Le tattiche asimmetriche dell'Iran: possono resistere alla pressione crescente?

Uno sguardo approfondito alla strategia militare non convenzionale dell'Iran e alla sua potenziale longevità di fronte all'escalation di sanzioni e attacchi da parte di Stati Uniti e Israele.
Per anni, l'Iran ha attraversato un panorama geopolitico impegnativo, resistendo a una raffica di sanzioni economiche e ora affrontando una nuova ondata di attacchi militari israelo-americani. Eppure, nonostante queste crescenti pressioni, la Repubblica Islamica rimane una forza formidabile, che brandisce una strategia asimmetrica che si è rivelata straordinariamente resistente. Mentre le capacità convenzionali dell'Iran rischiano di erodersi, le sue tattiche non convenzionali sono diventate il fulcro della sua influenza regionale.
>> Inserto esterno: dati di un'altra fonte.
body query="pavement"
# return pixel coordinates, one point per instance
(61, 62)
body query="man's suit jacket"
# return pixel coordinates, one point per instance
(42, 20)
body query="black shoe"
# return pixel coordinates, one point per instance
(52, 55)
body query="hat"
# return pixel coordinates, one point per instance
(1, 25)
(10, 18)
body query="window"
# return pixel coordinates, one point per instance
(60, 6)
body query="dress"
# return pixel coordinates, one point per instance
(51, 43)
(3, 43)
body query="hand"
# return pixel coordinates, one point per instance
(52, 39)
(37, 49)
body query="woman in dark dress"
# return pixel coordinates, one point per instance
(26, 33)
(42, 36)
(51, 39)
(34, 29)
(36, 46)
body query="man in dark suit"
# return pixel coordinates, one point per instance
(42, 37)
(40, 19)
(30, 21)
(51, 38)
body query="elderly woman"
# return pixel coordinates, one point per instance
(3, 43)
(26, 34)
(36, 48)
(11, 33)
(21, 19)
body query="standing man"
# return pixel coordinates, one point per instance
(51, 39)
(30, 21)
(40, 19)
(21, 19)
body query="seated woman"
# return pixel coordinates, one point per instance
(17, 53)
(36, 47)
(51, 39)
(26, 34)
Al centro dell'approccio asimmetrico dell'Iran c'è l'attenzione alla guerra non convenzionale, alle reti per procura e agli attacchi mirati progettati per infliggere il massimo danno riducendo al minimo il confronto diretto con potenze militari superiori. Dalla mobilitazione di Hezbollah in Libano al sostegno ai ribelli Houthi nello Yemen, l'Iran ha coltivato una rete di alleanze e gruppi armati che fungono da moltiplicatori di forza, espandendo la sua influenza regionale attraverso un modello decentralizzato di proiezione del potere.